These are the key concepts you need to understand to accurately answer the question.

Complementary Events
In probability theory, complementary events are a pair of outcomes where the sum of their probabilities is equal to 1. If an event happens, its complement represents when it does not happen. For example, in the urn problem, the event of drawing at least two red balls in multiple draws has a complement: drawing zero or only one red ball.

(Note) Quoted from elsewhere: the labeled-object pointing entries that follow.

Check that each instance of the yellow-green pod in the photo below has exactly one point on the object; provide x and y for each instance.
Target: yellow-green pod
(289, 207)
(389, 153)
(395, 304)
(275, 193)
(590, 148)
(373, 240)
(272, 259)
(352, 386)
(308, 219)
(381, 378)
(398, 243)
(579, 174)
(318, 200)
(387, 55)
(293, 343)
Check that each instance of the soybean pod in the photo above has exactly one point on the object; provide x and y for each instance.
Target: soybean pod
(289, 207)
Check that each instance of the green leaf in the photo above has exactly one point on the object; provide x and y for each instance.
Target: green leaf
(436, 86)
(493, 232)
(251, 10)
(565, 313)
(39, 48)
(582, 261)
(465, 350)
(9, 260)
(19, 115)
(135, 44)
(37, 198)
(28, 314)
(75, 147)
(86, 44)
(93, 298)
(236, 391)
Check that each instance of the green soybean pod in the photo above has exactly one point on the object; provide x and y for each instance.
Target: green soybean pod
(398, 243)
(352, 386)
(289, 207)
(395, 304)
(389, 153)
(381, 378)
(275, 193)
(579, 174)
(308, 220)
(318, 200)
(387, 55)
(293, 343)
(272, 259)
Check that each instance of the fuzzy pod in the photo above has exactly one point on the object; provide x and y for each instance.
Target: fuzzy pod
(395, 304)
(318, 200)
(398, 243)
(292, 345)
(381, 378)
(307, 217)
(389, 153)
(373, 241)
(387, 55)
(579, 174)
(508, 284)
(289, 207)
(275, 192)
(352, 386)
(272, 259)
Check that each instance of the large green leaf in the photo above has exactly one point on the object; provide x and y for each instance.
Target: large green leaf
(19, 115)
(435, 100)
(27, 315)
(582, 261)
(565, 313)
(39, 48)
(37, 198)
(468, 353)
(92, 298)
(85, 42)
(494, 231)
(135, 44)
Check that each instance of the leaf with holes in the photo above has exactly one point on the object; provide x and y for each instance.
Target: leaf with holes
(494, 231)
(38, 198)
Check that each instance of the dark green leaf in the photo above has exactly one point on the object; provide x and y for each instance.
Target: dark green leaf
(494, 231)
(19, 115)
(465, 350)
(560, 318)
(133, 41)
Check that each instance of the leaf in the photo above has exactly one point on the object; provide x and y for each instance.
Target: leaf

The complement of drawing at least two red balls is useful because calculating the probability of zero or one red ball can be simpler. Once this probability is found, subtracting it from 1 gives the probability of the event we are interested in. In mathematical terms, if A is our event of interest, then the probability of A is: \[ P(A) = 1 - P(A^c) \] where \( P(A^c) \) is the probability of the complementary event. This relationship helps solve the given problem by focusing on what is likely not to happen first, and then deriving what we want.
Binomial Distribution
The binomial distribution is crucial in understanding problems involving repeated independent events with two possible outcomes, like drawing a ball with replacement. In our urn scenario, each draw is a trial where we can either draw a red (success) or black (failure) ball.

To model the probability of drawing at least two red balls in multiple draws, we use the binomial distribution. If \( n \) is the number of draws, \( p \) the probability of drawing a red ball in one draw, the distribution describes the probability of achieving a certain number of successes (red balls) in \( n \) trials. For our problem, \( p = \frac{2}{5} \) per draw.

The binomial probability formula is: \[ P(X = k) = \binom{n}{k} p^k (1-p)^{n-k} \] where \( \binom{n}{k} \) is the binomial coefficient, representing the number of ways to choose \( k \) successes in \( n \) trials. Understanding this helps us determine the probability for different numbers of red balls drawn.
Inequality
Inequalities in probability help us determine when our solutions reach desired levels. Here, the goal was to have a probability of at least 0.5 for drawing at least two red balls. Formed as: \[ P(\text{at least 2 red balls}) \geq 0.5 \] an effective approach uses complement principles. We set an inequality: \[ \left(\frac{3}{5}\right)^n + n \times \left(\frac{2}{5}\right) \times \left(\frac{3}{5}\right)^{n-1} \leq 0.5 \] representing less than two successes (red balls) over \( n \) trials.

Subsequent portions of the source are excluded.